(no subject)

Oct 02, 2006 00:59

I played Raquetball today and felt so pure.

I quit smoking again. I only started up because I knew I wouldn't be able to come October. I'm glad though, cuz I was kinda bored with smoking. I love it and all, but it just costs too much and makes me cough too much.

I'm kinda over drugs as well. I love them too, but it's definately like a chapter in my life I'm reaching the end of. I think so many expierences in life are like that. Good or bad, the fact that they're in your life contributes to you as a whole. And so long as you know when to end the chapter, stop seeing the asshole boyfriend, stop causing havoc for others, stop bathing in your own depression,stop snorting the white powder, then your good.

My schedules so busy lately. Work is hectic, but I'm also trying to get another job which takes time too. Classes are all SO interesting, and love school, but they're all time consuming. I'm take Pilates and Yoga and an Ab class. 6 hours a week of working out. Plus I'm doing weights and playing Raqyetball with my roomates. I hope to get my body into good shape while still being able to pig out.

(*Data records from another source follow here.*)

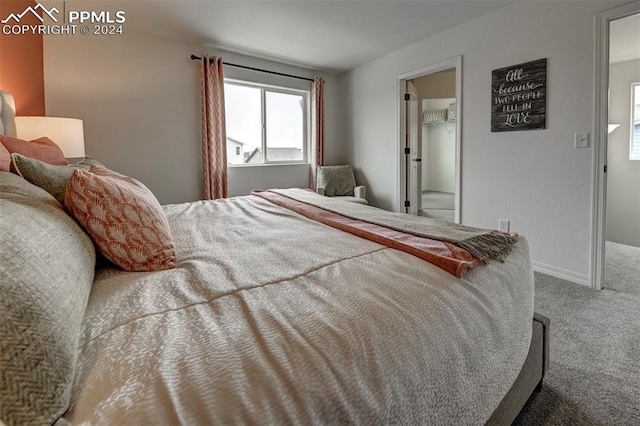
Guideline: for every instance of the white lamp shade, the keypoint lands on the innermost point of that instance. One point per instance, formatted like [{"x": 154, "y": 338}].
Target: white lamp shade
[{"x": 67, "y": 133}]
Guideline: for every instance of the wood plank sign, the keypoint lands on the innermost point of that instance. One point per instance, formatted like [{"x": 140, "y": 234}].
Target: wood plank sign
[{"x": 519, "y": 97}]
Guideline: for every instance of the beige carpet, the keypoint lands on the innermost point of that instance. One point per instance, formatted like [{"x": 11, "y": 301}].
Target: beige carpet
[{"x": 594, "y": 367}]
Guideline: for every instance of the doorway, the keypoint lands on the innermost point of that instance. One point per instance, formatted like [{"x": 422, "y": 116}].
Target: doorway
[
  {"x": 430, "y": 139},
  {"x": 622, "y": 243},
  {"x": 607, "y": 210}
]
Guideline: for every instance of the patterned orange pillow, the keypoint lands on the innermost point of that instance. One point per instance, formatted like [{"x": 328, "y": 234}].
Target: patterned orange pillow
[
  {"x": 43, "y": 149},
  {"x": 123, "y": 218}
]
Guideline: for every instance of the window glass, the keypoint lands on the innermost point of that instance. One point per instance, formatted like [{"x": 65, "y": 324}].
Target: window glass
[
  {"x": 265, "y": 124},
  {"x": 285, "y": 127}
]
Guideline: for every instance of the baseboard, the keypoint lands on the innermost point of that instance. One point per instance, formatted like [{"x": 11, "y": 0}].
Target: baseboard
[{"x": 561, "y": 273}]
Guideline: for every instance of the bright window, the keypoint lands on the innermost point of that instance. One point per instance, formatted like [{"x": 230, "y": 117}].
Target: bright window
[
  {"x": 634, "y": 150},
  {"x": 266, "y": 124}
]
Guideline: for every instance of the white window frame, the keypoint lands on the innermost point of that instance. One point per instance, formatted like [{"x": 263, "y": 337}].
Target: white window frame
[
  {"x": 306, "y": 125},
  {"x": 634, "y": 146}
]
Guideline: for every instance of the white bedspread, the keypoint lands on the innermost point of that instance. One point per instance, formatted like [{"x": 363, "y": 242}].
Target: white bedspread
[{"x": 271, "y": 318}]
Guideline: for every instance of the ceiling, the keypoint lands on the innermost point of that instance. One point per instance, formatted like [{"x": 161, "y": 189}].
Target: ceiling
[
  {"x": 333, "y": 35},
  {"x": 624, "y": 39}
]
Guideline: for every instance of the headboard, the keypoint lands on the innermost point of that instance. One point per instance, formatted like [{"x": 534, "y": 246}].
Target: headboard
[{"x": 7, "y": 114}]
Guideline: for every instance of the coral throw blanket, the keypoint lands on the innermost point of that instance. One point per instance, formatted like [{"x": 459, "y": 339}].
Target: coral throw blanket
[{"x": 450, "y": 250}]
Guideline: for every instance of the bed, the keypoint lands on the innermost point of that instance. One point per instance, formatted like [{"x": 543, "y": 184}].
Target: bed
[{"x": 268, "y": 317}]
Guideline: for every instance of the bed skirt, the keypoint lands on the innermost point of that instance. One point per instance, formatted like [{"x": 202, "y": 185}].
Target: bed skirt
[{"x": 530, "y": 378}]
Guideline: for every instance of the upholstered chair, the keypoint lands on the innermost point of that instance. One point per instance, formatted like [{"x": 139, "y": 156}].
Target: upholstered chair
[{"x": 339, "y": 182}]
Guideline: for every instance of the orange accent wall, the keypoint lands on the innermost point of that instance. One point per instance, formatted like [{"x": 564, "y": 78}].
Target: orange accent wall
[{"x": 21, "y": 62}]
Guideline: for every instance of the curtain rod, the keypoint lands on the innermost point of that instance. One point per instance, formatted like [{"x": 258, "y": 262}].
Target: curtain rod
[{"x": 197, "y": 58}]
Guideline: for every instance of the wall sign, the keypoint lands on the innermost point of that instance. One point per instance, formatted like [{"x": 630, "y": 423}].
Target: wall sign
[{"x": 519, "y": 97}]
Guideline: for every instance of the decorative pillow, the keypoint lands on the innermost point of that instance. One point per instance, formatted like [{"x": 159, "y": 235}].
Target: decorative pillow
[
  {"x": 48, "y": 264},
  {"x": 434, "y": 117},
  {"x": 52, "y": 179},
  {"x": 43, "y": 149},
  {"x": 336, "y": 180},
  {"x": 5, "y": 159},
  {"x": 122, "y": 217}
]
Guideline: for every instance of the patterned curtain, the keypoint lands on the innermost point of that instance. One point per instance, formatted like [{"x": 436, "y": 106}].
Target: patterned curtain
[
  {"x": 317, "y": 123},
  {"x": 214, "y": 135}
]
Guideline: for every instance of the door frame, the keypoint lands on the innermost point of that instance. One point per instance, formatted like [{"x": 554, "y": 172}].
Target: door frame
[
  {"x": 454, "y": 62},
  {"x": 600, "y": 122}
]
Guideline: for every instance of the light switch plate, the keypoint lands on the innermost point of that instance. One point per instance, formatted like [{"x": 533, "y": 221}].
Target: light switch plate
[{"x": 581, "y": 140}]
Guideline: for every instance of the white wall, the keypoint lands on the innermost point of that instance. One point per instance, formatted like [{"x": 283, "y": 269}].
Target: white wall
[
  {"x": 536, "y": 178},
  {"x": 623, "y": 175},
  {"x": 139, "y": 97}
]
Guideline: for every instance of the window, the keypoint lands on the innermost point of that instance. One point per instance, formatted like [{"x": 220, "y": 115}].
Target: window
[
  {"x": 634, "y": 150},
  {"x": 266, "y": 124}
]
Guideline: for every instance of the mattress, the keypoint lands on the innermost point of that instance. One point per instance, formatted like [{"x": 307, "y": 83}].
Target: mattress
[{"x": 272, "y": 318}]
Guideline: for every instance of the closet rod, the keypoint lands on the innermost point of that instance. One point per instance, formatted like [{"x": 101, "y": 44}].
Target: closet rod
[{"x": 197, "y": 58}]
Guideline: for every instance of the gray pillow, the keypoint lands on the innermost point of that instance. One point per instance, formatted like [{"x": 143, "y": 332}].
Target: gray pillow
[
  {"x": 51, "y": 178},
  {"x": 46, "y": 273},
  {"x": 336, "y": 180}
]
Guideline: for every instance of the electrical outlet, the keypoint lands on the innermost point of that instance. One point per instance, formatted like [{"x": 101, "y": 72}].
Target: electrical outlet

My domestic life is still great. it's so calm. I'm in control. What I eat. What I do. Everything. I love it. It's awesome. I really enjoy my roomates. Living with David and Solomon 24/7 was something I knew would be fine, but I wasn't sure how much I could handle. But as it turns out it's awesome. At times it feels like they're becoming my family. Granted relationships comparable to my family arne't that hard to achieve . . . it's still cool.

Life's going well. No new adventures, yet I'm surprisingly satisfyed.